The goal of these landscape guidelines is to develop landscape continuity for regional roadway corridors based on the natural landscape character and complimentary to urban development. The following best management practices can provide consistency between public agencies for roadways and public lands within private development during planning and construction phases.

  • Seek to maximize preservation of native vegetation on public and private lands along the roadway corridors. Grading of roadway, parking, and building pads will level the topography to achieve a project development program. To preserve the visual landscape identity along the public roadways, a minimum width (50’ wide) of existing coast live oak or chaparral vegetation should be preserved.
  • To preserve roadway vegetation, incorporate low retaining walls at select locations, maximize cut slopes where necessary, incorporate grade separations in the median, or grade separation of trails and sidewalks to reduce the extent of tree/vegetation removal for roadway grading.
  • Protection of tree/vegetation on private lands through grading design and retaining walls is recommended to enhance the character of roadway corridors.
  • Native coastal topsoils are typically stripped and buried as fill material during the grading process in the construction phase. When feasible during grading, strip the 6” – 12” top layer of site soils and stockpile for reuse in medians, planting strips and earth shoulders of roadway projects. This will retain natural soil nutrients and drainage quality more suitable for native plant establishment. Where native topsoils are not stockpiled for reuse, obtain a horticultural soils test for soil amendment recommendations suitable for proposed planting design.
  • Town & Village Centers have limited right-of-way planting areas with buildings located at the back of sidewalk. Traditional street tree planting at 25’ – 35’ spacing is appropriate. In most all other locations, trees should be planted at random spacing and where possible in groves/clusters. Tree mitigation planting on roadways should be small container sizes. Tree planting should only be allowed in medians 8’ wide or greater, at random spacing clustered in groves.

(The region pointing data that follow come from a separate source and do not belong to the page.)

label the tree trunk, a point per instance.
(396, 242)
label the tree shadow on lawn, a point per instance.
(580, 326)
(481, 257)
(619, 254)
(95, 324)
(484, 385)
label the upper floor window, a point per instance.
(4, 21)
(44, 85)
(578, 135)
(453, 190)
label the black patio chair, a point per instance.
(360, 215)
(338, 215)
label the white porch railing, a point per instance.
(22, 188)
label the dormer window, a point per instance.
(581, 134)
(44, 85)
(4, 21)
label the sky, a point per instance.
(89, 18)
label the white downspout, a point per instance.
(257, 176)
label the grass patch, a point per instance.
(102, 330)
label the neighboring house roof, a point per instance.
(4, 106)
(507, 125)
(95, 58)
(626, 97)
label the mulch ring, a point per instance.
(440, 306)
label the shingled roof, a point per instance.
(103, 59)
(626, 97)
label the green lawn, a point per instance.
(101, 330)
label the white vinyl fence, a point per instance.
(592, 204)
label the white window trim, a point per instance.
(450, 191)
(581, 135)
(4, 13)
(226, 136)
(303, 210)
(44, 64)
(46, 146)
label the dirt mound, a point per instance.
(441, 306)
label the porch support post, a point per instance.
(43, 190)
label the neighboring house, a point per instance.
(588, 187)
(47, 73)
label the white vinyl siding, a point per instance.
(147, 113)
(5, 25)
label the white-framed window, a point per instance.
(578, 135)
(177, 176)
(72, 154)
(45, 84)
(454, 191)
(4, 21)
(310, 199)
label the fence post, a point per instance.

  • Where planting in the roadway right-of-way outside Town & Village Centers, use one and five gallon container sizes to allow nursery grown material to acclimate with site conditions. Provide wind screen for container plantings 1 gallon and larger.
  • To encourage native plants utilization in new development projects, approval agencies should consider a percentage (80% native plants) along adjacent roadway right-of-way as a permit condition. Cities should support developers in exploring creative ways to integrate native plant design and establishment, and maintenance into roadway corridors.
  • As part of the roadway right-of-way construction where installation of native grasses, shrubs and trees are proposed, require installation be scheduled for the winter season with a one year growing season maintenance obligation.
  • Where container plants are used for installation, require an underground irrigation system, with a 1-year/80% survival rate permit condition; if not, a 3-year establishment agreement with an 80% survival rate should be a permit condition.